Deployment

BSFG Triad Ha Deployment Runbook

Runbook: Triad-HA Zone Deployment

Purpose

Operationalize the deployment of one BSFG zone using the Triad-HA deployment pattern.

This runbook translates the reference architecture into ordered operator actions for preparing, installing, bootstrapping, and validating a single autonomous zone.

Scope

This runbook covers:

  • One BSFG zone using Alpha/Beta/Gamma node roles
  • JetStream cluster bring-up
  • Keepalived VIP management setup
  • BSFG controller promotion and demotion behavior
  • Initial validation and handoff

This runbook does not cover:

  • Cross-zone federation establishment
  • Multi-zone operational procedures
  • Ongoing operational recovery beyond initial deployment and validation

Reference

This runbook operationalizes the Reference Deployment Pattern: Triad-HA with Keepalived Failover.


1. Preconditions

Verify all before proceeding.

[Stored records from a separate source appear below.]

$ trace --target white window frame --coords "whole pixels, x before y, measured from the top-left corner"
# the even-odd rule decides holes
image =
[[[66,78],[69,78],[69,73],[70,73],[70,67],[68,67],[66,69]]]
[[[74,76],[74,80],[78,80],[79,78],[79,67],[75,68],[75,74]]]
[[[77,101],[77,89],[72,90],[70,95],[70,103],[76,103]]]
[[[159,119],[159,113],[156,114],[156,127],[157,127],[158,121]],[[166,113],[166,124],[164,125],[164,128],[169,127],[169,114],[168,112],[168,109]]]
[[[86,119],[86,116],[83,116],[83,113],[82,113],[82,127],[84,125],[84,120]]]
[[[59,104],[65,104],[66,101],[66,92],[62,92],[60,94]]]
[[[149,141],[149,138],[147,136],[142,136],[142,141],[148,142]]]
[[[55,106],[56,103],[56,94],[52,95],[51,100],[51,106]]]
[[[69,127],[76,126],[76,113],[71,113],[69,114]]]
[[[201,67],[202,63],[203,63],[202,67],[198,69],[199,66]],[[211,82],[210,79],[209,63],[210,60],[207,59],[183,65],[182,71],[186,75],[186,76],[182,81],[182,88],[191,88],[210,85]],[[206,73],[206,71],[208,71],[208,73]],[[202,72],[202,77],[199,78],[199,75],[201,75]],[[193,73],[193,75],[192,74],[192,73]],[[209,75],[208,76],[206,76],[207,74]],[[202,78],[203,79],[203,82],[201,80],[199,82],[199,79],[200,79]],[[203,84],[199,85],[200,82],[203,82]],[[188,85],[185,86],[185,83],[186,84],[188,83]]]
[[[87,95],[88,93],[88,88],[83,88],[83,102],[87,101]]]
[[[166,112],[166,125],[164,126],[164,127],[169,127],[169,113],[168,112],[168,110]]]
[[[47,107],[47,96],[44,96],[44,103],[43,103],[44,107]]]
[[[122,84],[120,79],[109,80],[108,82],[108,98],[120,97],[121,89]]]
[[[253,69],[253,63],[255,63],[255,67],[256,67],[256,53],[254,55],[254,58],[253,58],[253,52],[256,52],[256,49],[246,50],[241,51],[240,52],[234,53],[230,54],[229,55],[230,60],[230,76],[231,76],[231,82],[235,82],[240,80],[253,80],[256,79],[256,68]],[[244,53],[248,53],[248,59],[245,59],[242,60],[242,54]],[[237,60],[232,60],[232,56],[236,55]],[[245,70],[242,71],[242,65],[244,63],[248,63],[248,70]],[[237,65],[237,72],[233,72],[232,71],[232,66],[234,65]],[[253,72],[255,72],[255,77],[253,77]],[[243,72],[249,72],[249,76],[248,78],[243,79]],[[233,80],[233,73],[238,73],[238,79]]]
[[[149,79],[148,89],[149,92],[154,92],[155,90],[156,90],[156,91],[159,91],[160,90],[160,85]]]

Halt if any precondition fails.

Check Method Expected Result
Host inventory approved CMDB, asset register, or change ticket Three hosts assigned to Alpha, Beta, Gamma roles
IP assignments fixed Network allocation sheet Alpha, Beta, Gamma IPs reserved; VIP reserved
Storage devices present Hardware inventory or lsblk Required NVMe and RAID-backed disks physically present
Certificates issued openssl x509 -in /path/to/cert -noout -dates -subject Valid, not expired, identity matches zone policy
Time sync healthy timedatectl status or equivalent NTP synchronized, no material clock drift
Firewall rules in place Network policy ticket or host firewall verification Required ports configured per Triad-HA pattern
Secrets and configs rendered File presence and checksum verification /opt/bsfg/ contains rendered configs and secrets
Operator access established SSH verification Login succeeds to all three nodes

Halt if any precondition is not satisfied.


2. Inputs Required

Input Description Example
ZONE_NAME Zone identifier enterprise, plant-a
ALPHA_HOSTNAME Primary service-bearing node enterprise-alpha
BETA_HOSTNAME Secondary service-bearing node enterprise-beta
GAMMA_HOSTNAME Lightweight persistence node enterprise-gamma
VIP Floating virtual IP 10.1.1.10
PEER_ENDPOINTS Other zone endpoints for later federation 10.2.1.10:9443,10.3.1.10:9443
CERT_PATH mTLS certificate directory /opt/bsfg/certs/
JETSTREAM_CONFIG_PATH NATS config path /opt/bsfg/jetstream.conf
ARTIFACT_MOUNT Artifact storage mount path /artifacts
ALERT_ENDPOINT Monitoring or alerting destination alertmanager:9093

3. Host Preparation

Execute on all three nodes unless otherwise noted.

3.1 OS Baseline

Verify the operating system is within the supported matrix and fully patched.

Example verification:

source /etc/os-release
echo "$PRETTY_NAME"

Apply current security and package updates using the approved package manager for the host OS.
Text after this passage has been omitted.